Depending on the application, and the amount of micromachining a part requires, the shop’s 15,000-rpm Haas VMCs can use tools as small as 0.005 inch in diameter. These machines are largely used for micro-drilling work and some slotting operations. However, the shop has recently added two 30,000-rpm Haas VF-2 models that can use tools with diameters as small as 0.003 inch. They serve as helpful complements to the 363-S machines.

Small parts with micro features are good candidates for complete machining on the 363-S machines. However, other parts that require some micromachining can be relatively big (say, the size of your fist). These parts might be completely machined on the VF-2s if just a limited amount of micromachining is required. However, if a big part requires a significant amount of micromachining, the shop will often rough the conventionally sized features on one of the VF-2s for faster material removal, and then complete fine slots and other details on a 363-S. In fact, the shop is in the early stages of adding the same Erowa pallet system used on the 363-S machines to the Haas equipment. Not only will this speed setups when pallets are moved between machine platforms, but it will also enable the shop to more easily remove/reinstall a part on the VF-2s to simplify in-process inspection.

Micro Inspection

There are a number of microscopes throughout Challenge Machine to enable operators to inspect tiny part features or tools. For many parts, final part inspection in the quality department commonly combines manual and automatic measurement processes. Drop indicators with pin gages are used to manually determine part height or the depths of features such as counterbores. This can be challenging for parts such as the one shown to the left, which calls for a counterbore depth with a tolerance of +0.025/-0 mm for 2,900 holes. Next for this part, one of the shop’s two Nikon InexIV VMA 2520 vision systems automatically measures the diameter of every hole. These compact benchtop vision systems have 250 by 200 by 200 mm measuring tables, which are plenty big enough for the type of work Challenge Machine performs.

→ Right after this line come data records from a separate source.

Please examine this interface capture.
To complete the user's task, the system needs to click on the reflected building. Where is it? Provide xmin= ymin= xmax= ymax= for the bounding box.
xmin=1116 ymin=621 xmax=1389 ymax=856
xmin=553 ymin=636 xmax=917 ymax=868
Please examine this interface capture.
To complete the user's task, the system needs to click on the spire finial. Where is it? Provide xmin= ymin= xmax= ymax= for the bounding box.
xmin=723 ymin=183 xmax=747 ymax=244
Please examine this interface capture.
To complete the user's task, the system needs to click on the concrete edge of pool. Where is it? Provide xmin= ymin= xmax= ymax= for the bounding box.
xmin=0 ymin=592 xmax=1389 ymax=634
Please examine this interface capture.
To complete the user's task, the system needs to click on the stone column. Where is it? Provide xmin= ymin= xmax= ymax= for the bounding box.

The attention to detail in the manual inspection points to a significant problem the shop faces: finding new shopfloor employees. Mr. Betland says that although this is difficult for all shops, it is particularly problematic for Challenge Machine. It’s tricky enough teaching prospects how to run a conventional-sized machine, but that is magnified when you also have to get them comfortable using cutting tools one-third the diameter of a human hair and microscopes for deburring, and proficient in all the other skills needed to produce small parts with finely machined details.